Followup: OpenConnect unusably slow
David Woodhouse
dwmw2 at infradead.org
Wed Jun 19 15:57:07 EDT 2013
On Wed, 2013-06-19 at 21:16 +0200, Thomas Richter wrote:
>
> 18.06.2013 23:20:58 **fragmentation flood** 129.69.90.139, 443->>
> 192.168.2.103, 59947 (von PPPoE - Eingang)
> 18.06.2013 23:20:56 **fragmentation flood** 129.69.90.139, 443->>
> 192.168.2.103, 59947 (von PPPoE - Eingang)
This is almost certainly your culprit. You say the router does no
filtering, but there's no point in detecting and reporting a
"fragmentation flood" if you aren't going to start *dropping* some of
the packets.
Although it's very odd to drop the 'start of packet' fragments and not
the subsequent ones.
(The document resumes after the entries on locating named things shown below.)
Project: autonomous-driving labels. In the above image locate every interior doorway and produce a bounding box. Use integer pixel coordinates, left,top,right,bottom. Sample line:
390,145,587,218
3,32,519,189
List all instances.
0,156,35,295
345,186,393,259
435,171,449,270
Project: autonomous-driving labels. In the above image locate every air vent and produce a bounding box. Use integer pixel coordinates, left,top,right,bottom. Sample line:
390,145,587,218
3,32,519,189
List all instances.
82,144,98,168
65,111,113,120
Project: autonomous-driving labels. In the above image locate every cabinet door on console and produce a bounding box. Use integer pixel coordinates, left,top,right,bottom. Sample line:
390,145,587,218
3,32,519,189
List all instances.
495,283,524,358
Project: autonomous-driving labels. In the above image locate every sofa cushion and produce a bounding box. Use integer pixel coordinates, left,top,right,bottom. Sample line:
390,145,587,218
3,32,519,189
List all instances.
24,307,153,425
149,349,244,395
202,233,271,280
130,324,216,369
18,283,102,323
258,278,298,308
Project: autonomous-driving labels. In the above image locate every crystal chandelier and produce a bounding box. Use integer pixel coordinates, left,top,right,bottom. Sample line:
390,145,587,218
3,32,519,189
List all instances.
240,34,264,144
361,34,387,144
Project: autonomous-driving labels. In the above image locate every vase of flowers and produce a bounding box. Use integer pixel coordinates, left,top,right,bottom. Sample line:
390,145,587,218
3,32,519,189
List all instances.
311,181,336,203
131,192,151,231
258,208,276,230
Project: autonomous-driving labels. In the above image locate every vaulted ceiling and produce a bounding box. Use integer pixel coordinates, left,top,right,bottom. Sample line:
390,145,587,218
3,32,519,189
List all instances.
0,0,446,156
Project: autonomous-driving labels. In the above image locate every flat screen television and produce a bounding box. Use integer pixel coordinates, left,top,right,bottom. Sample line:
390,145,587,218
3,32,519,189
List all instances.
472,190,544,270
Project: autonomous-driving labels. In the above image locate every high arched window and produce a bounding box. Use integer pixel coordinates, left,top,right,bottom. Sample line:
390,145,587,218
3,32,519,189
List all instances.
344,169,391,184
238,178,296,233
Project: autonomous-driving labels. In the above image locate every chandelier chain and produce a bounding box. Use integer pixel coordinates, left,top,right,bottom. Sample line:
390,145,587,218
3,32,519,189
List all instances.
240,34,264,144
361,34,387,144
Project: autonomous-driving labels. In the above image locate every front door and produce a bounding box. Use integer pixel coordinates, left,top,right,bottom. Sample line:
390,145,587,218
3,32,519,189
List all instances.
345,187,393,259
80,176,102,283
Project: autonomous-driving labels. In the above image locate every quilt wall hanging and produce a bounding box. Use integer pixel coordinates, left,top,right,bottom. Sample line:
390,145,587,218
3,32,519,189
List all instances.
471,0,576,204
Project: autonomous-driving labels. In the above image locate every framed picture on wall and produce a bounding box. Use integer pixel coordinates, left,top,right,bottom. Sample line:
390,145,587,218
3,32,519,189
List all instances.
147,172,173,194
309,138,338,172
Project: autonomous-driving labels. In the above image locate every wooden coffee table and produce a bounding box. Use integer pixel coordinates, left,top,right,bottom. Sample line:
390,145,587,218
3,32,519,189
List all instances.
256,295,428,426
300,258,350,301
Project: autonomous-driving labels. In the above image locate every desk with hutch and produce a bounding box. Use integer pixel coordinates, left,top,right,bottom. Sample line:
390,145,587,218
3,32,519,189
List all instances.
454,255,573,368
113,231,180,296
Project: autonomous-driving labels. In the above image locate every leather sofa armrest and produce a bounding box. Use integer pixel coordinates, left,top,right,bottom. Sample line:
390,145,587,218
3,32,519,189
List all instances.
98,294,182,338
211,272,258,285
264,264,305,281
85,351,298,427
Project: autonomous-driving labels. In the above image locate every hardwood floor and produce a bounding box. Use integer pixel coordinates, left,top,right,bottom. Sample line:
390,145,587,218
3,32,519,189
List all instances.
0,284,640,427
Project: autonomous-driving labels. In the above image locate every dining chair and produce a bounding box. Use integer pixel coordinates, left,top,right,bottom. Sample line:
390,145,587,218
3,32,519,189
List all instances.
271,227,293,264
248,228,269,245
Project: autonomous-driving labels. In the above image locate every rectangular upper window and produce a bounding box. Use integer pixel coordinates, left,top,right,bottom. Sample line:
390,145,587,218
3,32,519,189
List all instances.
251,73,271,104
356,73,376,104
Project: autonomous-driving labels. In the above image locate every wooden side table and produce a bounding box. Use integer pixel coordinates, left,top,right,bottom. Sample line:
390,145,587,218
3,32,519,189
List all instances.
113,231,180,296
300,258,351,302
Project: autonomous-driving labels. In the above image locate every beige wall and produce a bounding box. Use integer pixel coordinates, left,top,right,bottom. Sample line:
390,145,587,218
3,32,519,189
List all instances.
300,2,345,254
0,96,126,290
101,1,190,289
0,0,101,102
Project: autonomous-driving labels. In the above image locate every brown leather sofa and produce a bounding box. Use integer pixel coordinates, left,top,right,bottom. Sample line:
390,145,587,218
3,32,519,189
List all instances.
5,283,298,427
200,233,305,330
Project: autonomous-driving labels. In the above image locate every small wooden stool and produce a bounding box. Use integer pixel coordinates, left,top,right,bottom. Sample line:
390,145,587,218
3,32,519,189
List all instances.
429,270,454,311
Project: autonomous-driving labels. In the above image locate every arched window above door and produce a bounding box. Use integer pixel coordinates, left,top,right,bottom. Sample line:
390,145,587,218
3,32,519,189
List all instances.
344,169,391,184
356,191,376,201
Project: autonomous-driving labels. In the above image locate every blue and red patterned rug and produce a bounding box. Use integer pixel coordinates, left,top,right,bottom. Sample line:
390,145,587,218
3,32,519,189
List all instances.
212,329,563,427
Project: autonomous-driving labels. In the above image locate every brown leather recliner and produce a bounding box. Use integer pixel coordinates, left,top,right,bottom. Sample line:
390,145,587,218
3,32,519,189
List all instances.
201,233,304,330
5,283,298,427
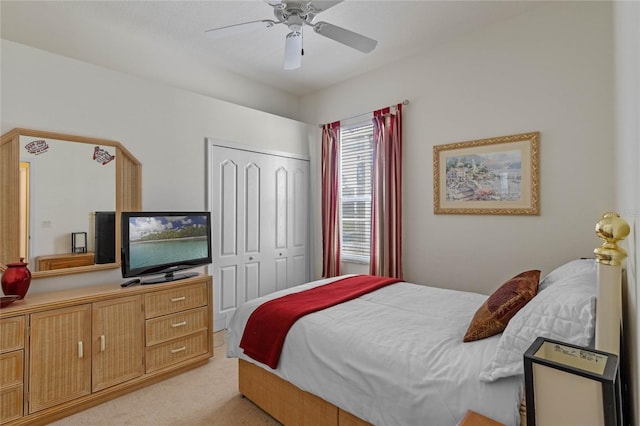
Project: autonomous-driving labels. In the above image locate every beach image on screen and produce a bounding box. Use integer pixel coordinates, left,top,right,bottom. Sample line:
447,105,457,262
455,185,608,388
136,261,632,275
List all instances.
129,216,208,269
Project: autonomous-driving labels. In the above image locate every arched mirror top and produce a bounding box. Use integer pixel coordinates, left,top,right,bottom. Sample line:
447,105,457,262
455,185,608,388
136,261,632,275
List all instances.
0,129,142,278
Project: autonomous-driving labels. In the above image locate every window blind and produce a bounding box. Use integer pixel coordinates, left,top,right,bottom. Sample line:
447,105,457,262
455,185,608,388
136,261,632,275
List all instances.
340,121,373,262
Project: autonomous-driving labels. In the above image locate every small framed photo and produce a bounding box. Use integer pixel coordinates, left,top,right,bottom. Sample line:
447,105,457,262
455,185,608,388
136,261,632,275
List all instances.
433,132,540,215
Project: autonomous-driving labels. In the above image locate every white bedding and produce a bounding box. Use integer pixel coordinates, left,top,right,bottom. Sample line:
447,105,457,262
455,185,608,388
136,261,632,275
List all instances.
227,279,524,426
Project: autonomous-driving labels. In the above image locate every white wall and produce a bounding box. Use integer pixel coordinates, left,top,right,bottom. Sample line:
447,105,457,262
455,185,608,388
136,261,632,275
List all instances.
614,2,640,425
302,2,615,294
0,40,309,292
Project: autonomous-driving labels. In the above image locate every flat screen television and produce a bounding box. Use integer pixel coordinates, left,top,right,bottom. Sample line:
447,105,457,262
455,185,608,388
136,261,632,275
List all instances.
121,212,211,284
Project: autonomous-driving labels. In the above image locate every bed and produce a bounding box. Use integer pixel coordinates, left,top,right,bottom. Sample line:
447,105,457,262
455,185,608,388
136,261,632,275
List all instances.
227,213,620,426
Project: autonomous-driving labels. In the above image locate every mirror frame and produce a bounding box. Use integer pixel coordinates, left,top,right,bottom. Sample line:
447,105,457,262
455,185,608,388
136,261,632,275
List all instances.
0,128,142,278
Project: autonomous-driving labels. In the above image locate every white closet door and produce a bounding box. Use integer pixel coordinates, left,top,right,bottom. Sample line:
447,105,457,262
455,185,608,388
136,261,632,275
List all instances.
208,141,309,331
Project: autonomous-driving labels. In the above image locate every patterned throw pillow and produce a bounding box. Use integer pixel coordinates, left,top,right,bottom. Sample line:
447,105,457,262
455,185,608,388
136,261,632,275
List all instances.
463,270,540,342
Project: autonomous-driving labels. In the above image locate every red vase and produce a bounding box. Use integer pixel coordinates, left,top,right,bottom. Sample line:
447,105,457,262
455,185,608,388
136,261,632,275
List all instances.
2,257,31,299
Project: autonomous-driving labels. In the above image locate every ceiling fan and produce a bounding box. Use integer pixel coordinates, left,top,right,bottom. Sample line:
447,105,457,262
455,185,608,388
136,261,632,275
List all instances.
205,0,378,70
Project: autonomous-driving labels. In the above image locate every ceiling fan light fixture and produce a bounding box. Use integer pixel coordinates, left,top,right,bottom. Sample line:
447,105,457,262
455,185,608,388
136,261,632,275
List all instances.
284,31,302,70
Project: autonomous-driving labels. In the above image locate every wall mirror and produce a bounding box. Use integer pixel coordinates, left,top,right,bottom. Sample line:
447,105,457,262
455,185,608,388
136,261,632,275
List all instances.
0,129,142,278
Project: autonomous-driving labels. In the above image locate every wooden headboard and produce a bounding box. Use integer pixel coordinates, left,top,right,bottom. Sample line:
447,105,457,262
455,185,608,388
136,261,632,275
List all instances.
593,212,629,357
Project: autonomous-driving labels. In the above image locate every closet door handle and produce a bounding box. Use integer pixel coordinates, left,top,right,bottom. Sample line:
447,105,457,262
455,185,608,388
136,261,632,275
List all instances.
171,346,187,354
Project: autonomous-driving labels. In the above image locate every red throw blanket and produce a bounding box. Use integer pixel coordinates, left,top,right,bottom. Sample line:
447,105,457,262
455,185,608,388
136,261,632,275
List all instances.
240,275,400,368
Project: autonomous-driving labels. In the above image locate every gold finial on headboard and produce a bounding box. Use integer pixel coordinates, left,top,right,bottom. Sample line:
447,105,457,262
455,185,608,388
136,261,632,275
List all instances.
593,212,629,266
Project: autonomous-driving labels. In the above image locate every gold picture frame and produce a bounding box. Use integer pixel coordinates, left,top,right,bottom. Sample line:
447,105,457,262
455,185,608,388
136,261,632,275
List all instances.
433,132,540,215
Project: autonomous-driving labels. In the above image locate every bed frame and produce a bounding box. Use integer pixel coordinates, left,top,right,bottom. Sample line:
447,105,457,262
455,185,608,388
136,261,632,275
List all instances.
238,212,629,426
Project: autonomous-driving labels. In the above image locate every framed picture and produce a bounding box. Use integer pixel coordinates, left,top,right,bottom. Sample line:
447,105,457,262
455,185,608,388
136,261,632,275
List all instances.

And the time in the log you show above doesn't
match the times that packets were missing from your previous tcpdumps.
> So, could it be that either the router is not telling me the right MTU,
The MTU is per-link. The Ethernet link between your internal clients and
the router, over your wireless or wired network, *is* 1500. It's not
giving you incorrect information.
The MTU on the link between the router and the ISP is (presumably) 1492.
There exists the concept of a "path MTU", which is the *lowest* MTU of
all the links on the path between you and the server. Which is likely
also to be 1492, since every *proper* link has an MTU of at least 1500.
In Legacy IP, routers are allowed to automatically fragment packets. So
when a router sees a packet that's too big to fit down the next link, it
can split it up into fragments for itself.
However, that ends up being really inefficient. The hosts at each end
really want to learn what the *path* MTU is, and send packets no larger
than that size.
To do this, they set a 'Don't Fragment' (DF) bit on the packets they
send. And this means that a router *doesn't* automatically fragment
them. Instead it sends an ICMP 'fragmentation needed' message back to
the sender, letting the *sender* know that it needs to reduce the size
of the packets it's sending. (In IPv6, there is no DF bit and it's as if
it were always set; routers *never* fragment for you.)
So, you'll notice that the DF bit is set on your outbound packets, and
your machine should *learn* about the lower MTU of the PPPoE link when
your local router tells it that certain packets didn't fit.
However, you'll also notice that the DF bit *isn't* set on the incoming
packets you see from the Cisco side. As far as I can tell, that's purely
because a large number of Cisco admins are morons, and like to filter
ICMP because they don't realise how badly that breaks networks. So the
Cisco server *doesn't* set the DF bit, *doesn't* get hurt when broken
firewalls break incoming ICMP, and doesn't know what the path MTU is
between you and the server. So it can't make optimal use of the network
by fragmenting packets properly at source.
> Not yet tried so far, but at least 700 *is* sufficient to fix the
> problem. Probably I'll try just the 1500 minus the overhead of PPPoE,
> minus the overhead of VPN and bisect it from both ends. This will take
> a while.
You could try just leaving it at the default (1408?) and then using
'ping -s xxx' to try packets of different lengths. watch what's
happening with tcpdump. See when the fragmentation of the incoming
packets starts to happen.
You could try this sized ping both over the VPN, and on the real
network. No need to do it with UDP, I suspect.